Geçtiğimiz hafta, Ahmet Bolat bey ve yeni yönetimi göreve gelmesinden sonra sistem yapılan organizasyon değişiklikleriyle çalkalandı durdu. THY’nin yeni Yönetim ve icra kurulu Başkanı Ahmet BOLAT Bey yapılan değişikliklerden sonra çalışanlarına liyakat ve ehliyet vurgusunda bulunması, THY’nin en çok bu konuda sorunlar yaşadığı hissini uyandırdı.
Umarım yeni yönetimde, siyasetin ve güçlü çevrelerin baskısına dayanılan ve ezber bozan bir dönem yaşanır. Çünkü çalışanların son dönemlerde en çok şikâyet ettiği ve dert yandığı konu adalet ve liyakat konusu… Görüleceği üzere, bu kavramlara olan inanç ve motivasyon duygusunun ne kadar çok yıprandığı açıkça ortada.
THY yönetim ve icra kurulu başkanı Ahmet Bolat’ın bu kadar hassas ve net ifadelerine rağmen kulağımıza hiçte hoş olmayan ve bu tavra yakışmayan uygulama istekleri geliyor.
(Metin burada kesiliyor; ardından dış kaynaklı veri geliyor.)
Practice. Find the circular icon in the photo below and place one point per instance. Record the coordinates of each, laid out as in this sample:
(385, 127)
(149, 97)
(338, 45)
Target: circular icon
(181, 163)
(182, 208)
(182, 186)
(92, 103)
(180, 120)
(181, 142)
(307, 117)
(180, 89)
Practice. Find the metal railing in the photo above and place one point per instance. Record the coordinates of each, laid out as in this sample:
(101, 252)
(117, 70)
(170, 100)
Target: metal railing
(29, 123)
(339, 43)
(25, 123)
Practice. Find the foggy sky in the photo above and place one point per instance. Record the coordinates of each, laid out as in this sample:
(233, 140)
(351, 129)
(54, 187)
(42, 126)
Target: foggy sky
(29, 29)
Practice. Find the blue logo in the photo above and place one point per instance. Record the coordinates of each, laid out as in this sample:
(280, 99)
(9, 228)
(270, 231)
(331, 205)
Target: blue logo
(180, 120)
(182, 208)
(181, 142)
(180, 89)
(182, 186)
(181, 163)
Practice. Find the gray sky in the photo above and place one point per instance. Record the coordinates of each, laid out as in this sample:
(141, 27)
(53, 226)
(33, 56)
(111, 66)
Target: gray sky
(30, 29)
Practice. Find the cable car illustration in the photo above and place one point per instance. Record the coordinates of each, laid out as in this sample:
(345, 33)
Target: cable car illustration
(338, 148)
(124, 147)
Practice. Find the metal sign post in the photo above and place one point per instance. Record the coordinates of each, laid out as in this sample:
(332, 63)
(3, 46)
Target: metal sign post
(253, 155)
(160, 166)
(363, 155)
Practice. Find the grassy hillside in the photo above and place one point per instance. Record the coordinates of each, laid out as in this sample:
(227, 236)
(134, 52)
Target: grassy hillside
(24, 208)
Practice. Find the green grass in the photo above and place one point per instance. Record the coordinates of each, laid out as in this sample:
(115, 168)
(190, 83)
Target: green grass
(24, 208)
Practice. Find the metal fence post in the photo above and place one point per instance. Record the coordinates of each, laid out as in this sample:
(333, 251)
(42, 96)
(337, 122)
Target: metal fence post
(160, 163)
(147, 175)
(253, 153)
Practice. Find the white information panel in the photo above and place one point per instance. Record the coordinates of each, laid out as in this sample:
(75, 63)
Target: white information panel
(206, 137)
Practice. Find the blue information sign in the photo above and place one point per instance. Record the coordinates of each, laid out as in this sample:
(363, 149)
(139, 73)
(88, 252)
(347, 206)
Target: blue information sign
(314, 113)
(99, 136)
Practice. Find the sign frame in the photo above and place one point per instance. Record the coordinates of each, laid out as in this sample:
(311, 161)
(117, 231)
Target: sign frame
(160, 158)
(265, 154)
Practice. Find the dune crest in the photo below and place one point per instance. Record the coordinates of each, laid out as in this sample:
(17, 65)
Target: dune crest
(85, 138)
Mesela sendikalara rağmen, eski THY yönetim kurulu başkanının sayesinde imzalanan toplu sözleşmenin küçük hesaplarla delinmeye çalışıldığını duyuyoruz.
Ocak ayının brüt maaşı üzerinden yatırılması gereken 2. İkramiyenin, yılbaşında kademe ilerlemesi alan personellerin harf geçişi uygulanmadan önceki ücret üzerinden ödeme yapıldığı söyleniyor. Yani ocak ayında hak ettiği ve ücretine yansıtılan kademeden değil de önceki kademedeki (çalışma yılına göre 2 yılda bir harf ilerlemesi ile yapılan ücret artışı) eski harfinden ikramiyesi hesaplanmış.
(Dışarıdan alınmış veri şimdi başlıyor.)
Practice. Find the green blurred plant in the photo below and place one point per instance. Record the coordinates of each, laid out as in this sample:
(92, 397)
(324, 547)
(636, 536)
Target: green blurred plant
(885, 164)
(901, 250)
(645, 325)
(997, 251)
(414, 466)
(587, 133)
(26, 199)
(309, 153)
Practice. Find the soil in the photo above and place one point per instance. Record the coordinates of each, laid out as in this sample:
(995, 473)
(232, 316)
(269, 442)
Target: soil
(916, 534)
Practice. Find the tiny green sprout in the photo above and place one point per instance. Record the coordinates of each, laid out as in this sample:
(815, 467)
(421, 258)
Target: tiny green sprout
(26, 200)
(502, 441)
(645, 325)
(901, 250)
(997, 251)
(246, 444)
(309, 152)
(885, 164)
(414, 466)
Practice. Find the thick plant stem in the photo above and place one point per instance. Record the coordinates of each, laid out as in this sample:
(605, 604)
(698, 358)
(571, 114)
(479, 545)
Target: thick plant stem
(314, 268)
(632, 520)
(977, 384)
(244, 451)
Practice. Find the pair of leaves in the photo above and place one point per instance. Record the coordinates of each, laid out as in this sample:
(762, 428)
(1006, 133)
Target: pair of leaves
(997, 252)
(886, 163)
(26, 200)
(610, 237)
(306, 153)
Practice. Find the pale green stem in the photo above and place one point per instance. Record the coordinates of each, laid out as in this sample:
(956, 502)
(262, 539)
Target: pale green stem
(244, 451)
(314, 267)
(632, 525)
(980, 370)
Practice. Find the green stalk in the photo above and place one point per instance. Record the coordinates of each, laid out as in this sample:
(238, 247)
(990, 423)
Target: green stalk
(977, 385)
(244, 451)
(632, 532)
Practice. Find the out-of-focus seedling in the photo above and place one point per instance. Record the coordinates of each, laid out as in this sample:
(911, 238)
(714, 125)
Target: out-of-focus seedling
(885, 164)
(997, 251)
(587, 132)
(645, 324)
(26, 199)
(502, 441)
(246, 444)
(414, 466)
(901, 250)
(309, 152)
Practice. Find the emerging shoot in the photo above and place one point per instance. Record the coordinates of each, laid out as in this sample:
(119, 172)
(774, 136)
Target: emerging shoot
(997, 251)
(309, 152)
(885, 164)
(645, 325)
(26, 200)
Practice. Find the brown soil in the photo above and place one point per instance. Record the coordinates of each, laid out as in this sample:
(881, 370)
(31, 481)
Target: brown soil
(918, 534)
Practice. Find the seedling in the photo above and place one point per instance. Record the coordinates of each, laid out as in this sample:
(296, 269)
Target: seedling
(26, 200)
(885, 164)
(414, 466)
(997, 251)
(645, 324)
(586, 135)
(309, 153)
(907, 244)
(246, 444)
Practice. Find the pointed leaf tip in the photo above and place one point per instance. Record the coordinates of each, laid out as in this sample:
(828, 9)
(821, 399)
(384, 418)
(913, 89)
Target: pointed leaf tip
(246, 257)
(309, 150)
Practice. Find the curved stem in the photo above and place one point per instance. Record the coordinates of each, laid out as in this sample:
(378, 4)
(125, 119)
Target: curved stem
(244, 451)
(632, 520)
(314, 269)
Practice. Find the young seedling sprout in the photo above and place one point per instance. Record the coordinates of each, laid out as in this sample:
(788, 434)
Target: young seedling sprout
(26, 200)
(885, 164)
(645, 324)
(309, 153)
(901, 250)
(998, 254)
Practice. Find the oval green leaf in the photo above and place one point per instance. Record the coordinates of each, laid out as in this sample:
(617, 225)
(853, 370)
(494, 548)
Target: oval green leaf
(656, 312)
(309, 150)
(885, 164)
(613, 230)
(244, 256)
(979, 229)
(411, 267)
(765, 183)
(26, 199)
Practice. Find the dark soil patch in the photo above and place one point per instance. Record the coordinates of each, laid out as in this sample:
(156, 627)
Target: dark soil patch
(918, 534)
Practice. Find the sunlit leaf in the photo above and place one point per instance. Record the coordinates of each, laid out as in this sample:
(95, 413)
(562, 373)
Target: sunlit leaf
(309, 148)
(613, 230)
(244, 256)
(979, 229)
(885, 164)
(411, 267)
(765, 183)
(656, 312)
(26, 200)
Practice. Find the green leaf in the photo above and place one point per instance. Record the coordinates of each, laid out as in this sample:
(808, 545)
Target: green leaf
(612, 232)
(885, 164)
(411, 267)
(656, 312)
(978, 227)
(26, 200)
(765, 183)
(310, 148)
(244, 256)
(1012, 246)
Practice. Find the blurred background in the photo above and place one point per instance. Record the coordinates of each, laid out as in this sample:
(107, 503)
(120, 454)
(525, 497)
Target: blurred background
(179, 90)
Açıkçası önce dil tazminatının sabitlenip düşürülmesi ve ardından kademe geçişinin yansıtılmadan eski harfi üzerinden ikramiye hesaplanıp ödenmesi gibi küçük ve ince hesaplara girenlerin, Ahmet BOLAT beyin önem verdiği adalet ve liyakat vurgusunun, yeteri kadar anlaşılmamış olduğunu düşündürüyor.
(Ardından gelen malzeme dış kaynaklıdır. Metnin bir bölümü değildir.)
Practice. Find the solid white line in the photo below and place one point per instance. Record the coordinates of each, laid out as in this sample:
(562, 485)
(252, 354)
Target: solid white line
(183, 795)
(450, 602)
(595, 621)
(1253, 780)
Tabii ki, burada hemen akla, her ay yüzlerce lira aidat alan üst limit olarak ta 500 TL gibi astronomik bir rakam koyan işe yaramaz sendikalarımız geliyor. Bir sendikanın ne gibi masrafı olabilir ki? Toplu iş sözleşmeleri zaten genel merkez ve İşveren arasında sonuçlandırılıyor. Bir dolu bina bir dolu araç bir dolu masraf bunlara bir dur diyen olmayacak mı? İNANILMAZ… İNANILMAZ… İNANILMAZ… Tam bir sendika ağalığı hüküm sürüyor. Yaptıkları hizmet SIFIR… Birde hak almayı becerebilseler veya çalışana bir faydaları dokunsa hadi neyse diyeceğim ama maalesef tamamen işverenin esiri bunlar.
İşveren ne verirse onu alıyorsunuz. Bu kadar basit. Yasalarımızda maalesef onlardan yana… Neymiş efendim, üyelik aidatı vermezsen sendikal haklardan faydalanamıyormuşsunuz. Hangi sendikal hak alındı ki? Bu alınamayan sendikal haklardan faydalanmanız için dayanışma aidatı vermeliymişsiniz. Yahu zaten senelerdir işveren ne verirse onu alıyorsunuz. Siz sadece aracı kurumsunuz o kadar… Sizin de patronunuz işveren… Yok, efendim Avrupa şubesi, Anadolu şubesi, temsilciler hepsi aynı zamanda işverenin çalışanları… Hani bir kadı hikâyesi vardır… İşte o hesap… Kimi kime şikâyet edeceksiniz ki?
Bir kişi karsıma çıksın veya ismini gizlemeden bana mesaj atsın. Desin ki, biz olmasak çalışanların şimdiki gibi avantajları olamazdı… Hadi bakalım yazın yorumunuzu alın cevabınızı… Sizi gidi hazır emek yiyicileri sizi…
Sendika yönetimleri, okuyup anlamadan mı imzaladılar bu sözleşmeleri. Kendi imzaladıkları maddeler ince hesaplarla delinirken, bu kişiler ne iş yaparlar neye yararlar anlamış değilim.
Nasılsa, çalışanların maaşlarından kesilerek işveren tarafından sendikalara yatırılan aidatlarla ilgili sorun yok. Değil mi ama? Neymiş efendim; bina alıp yeni şubeler yeni yerler açıp, lüks ofislerle lüks araçlar vereceklermiş. Bu mudur Sendikacılık? Bu mudur çalışanların beklentisi?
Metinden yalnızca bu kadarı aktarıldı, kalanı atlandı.